Photochemical Oxidants Injury in Rice Plants : III. Effect of ozone on physiological activities in rice plants

The experiments were made to determine the effect of photochemical oxidants on physiological activitics of rice plants. Rice plants were fumigated with ozone at concentration of 0.12-0.20 ppm for 2-3 hr to investigate the accute injury and at 0.05 and 0.09 ppm for daily exposure from 3.0 leaf stage to assess the effect of ozone on growth. 1. It was observed that malondialdehyde produced by disruption of the components of membrane increased in the leaves exposed to ozone. 2. Ozone reduced the RuBP-carboxylase activity in both of young and old leaves 12-24 hr after fumigation and then in the young leaves the activity of this enzyme recovered to some extent after 48 hr, but it did not show any recovery in the old leaves. On the otherhand, ozone remarkably increased the peroxidase activity and slightly increased acid phosphatase in any leaves. 3. Abnormally high ethylene evolution and oxygen uptake were detected in leaves soon after ozone fumigation. 4. In general, high molecular protein and chlorophyll contents in the detached leaves decreased with incubation in dark, particularly in the old ones.

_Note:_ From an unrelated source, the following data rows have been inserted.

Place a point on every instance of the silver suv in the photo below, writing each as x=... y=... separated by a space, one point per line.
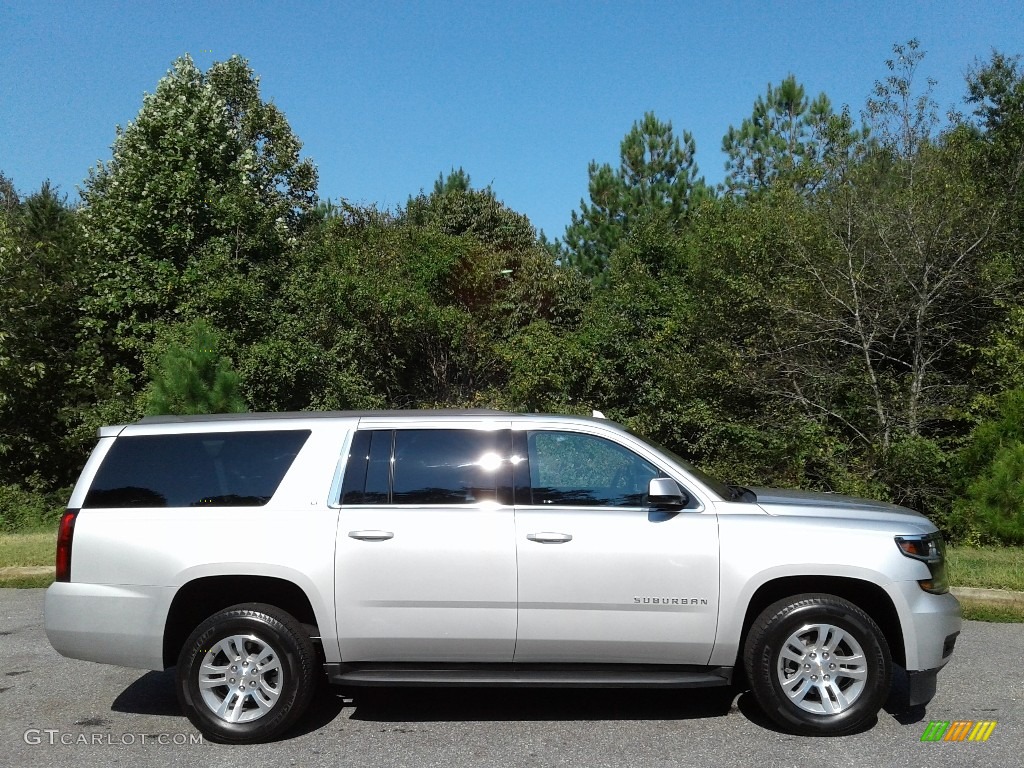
x=261 y=552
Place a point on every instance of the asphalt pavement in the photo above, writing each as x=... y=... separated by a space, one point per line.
x=58 y=712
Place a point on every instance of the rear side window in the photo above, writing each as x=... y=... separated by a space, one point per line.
x=223 y=469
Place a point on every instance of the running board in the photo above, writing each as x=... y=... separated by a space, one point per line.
x=537 y=676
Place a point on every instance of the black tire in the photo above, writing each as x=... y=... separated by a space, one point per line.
x=836 y=690
x=266 y=685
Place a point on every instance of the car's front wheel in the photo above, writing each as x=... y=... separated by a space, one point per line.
x=817 y=665
x=246 y=674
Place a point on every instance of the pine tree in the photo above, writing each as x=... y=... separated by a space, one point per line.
x=656 y=177
x=194 y=378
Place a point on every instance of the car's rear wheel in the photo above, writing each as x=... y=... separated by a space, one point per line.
x=246 y=674
x=817 y=665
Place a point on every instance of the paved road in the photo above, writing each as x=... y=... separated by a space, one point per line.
x=56 y=712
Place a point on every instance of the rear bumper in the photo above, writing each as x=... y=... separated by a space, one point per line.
x=108 y=624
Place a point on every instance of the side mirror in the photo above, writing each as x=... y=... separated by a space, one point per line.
x=665 y=494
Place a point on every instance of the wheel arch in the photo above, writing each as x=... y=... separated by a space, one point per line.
x=201 y=598
x=867 y=596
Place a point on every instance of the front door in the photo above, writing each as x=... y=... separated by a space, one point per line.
x=602 y=579
x=426 y=562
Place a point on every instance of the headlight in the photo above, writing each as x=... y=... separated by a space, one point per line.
x=931 y=550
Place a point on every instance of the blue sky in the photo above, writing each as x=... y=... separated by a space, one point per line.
x=521 y=94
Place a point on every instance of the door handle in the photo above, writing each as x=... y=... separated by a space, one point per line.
x=548 y=537
x=371 y=536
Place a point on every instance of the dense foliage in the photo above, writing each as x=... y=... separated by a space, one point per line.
x=844 y=313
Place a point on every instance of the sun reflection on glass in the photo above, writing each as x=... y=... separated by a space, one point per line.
x=489 y=462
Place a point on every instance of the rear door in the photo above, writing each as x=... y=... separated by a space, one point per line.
x=426 y=566
x=602 y=579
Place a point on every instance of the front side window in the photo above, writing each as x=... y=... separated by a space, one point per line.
x=577 y=469
x=428 y=466
x=226 y=469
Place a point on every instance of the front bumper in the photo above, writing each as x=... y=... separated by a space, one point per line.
x=931 y=625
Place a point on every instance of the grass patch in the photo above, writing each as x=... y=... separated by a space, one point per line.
x=1000 y=613
x=991 y=567
x=28 y=549
x=33 y=582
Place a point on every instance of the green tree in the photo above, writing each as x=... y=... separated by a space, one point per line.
x=205 y=188
x=193 y=377
x=656 y=177
x=42 y=276
x=788 y=137
x=195 y=215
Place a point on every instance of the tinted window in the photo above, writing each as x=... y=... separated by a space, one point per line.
x=233 y=469
x=451 y=466
x=568 y=468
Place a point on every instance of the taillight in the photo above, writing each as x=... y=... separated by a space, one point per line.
x=65 y=535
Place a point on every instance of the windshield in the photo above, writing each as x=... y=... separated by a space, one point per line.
x=723 y=491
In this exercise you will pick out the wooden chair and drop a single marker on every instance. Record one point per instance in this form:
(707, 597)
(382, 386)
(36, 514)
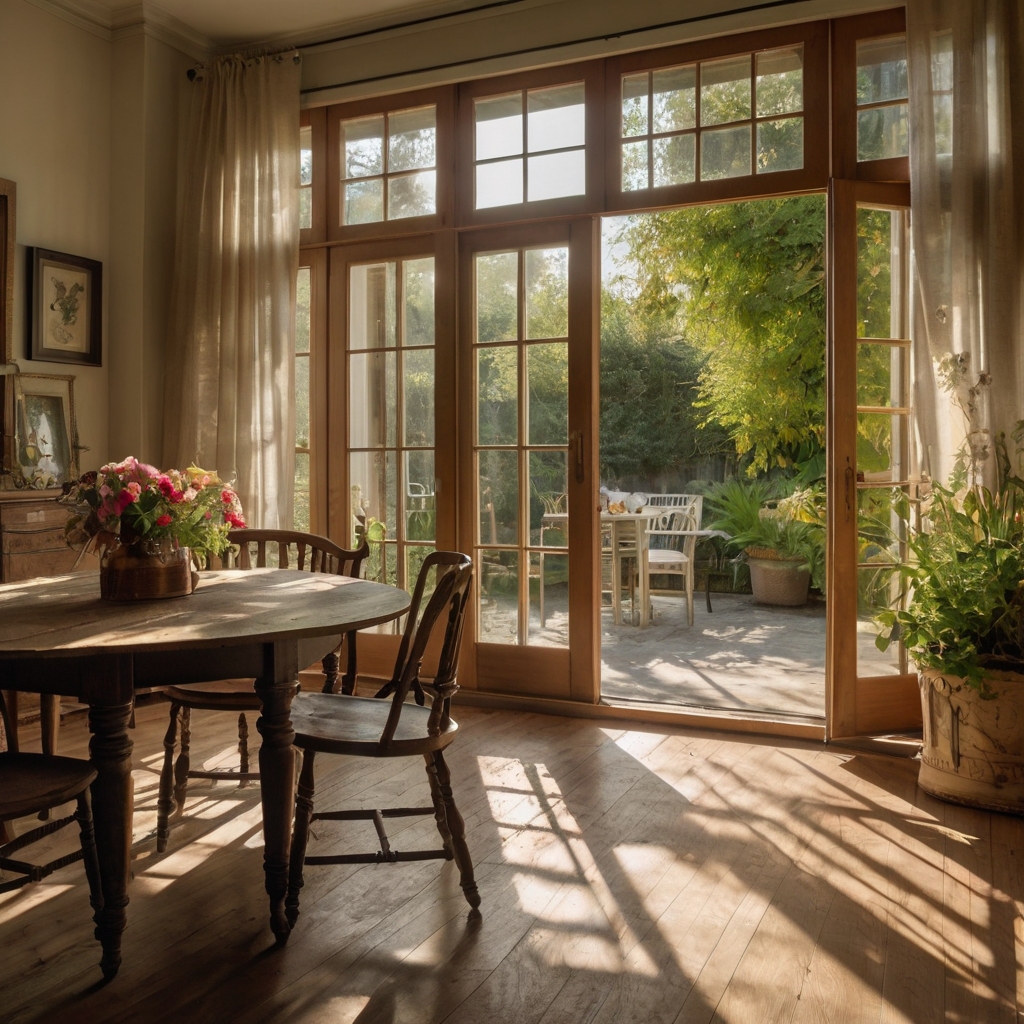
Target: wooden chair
(373, 727)
(32, 783)
(258, 548)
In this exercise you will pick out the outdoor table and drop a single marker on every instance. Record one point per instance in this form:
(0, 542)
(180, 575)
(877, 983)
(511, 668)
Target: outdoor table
(57, 636)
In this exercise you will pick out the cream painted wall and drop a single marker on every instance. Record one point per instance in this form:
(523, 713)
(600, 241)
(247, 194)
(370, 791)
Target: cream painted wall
(55, 143)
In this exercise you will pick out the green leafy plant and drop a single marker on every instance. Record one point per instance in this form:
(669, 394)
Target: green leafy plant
(965, 580)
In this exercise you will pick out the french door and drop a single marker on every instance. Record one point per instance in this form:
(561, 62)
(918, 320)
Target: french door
(872, 462)
(527, 437)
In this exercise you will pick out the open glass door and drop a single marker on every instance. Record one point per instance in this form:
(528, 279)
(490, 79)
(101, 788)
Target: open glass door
(527, 503)
(873, 475)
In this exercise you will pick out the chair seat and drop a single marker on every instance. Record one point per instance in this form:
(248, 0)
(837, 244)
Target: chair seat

These phenomena were more accelerated by ozone fumigation. Kinetin and benzimidazole showed significant effect on chlorophyll retention in ozone-exposed leaves. 5. Reduction of plant growth and photosynthetic rate was recognized even low concentration of ozone in daily exposure at 0.05 and 0.09 ppm. From these results it was postulated that ozone may act the senescence of leaves in rice plants.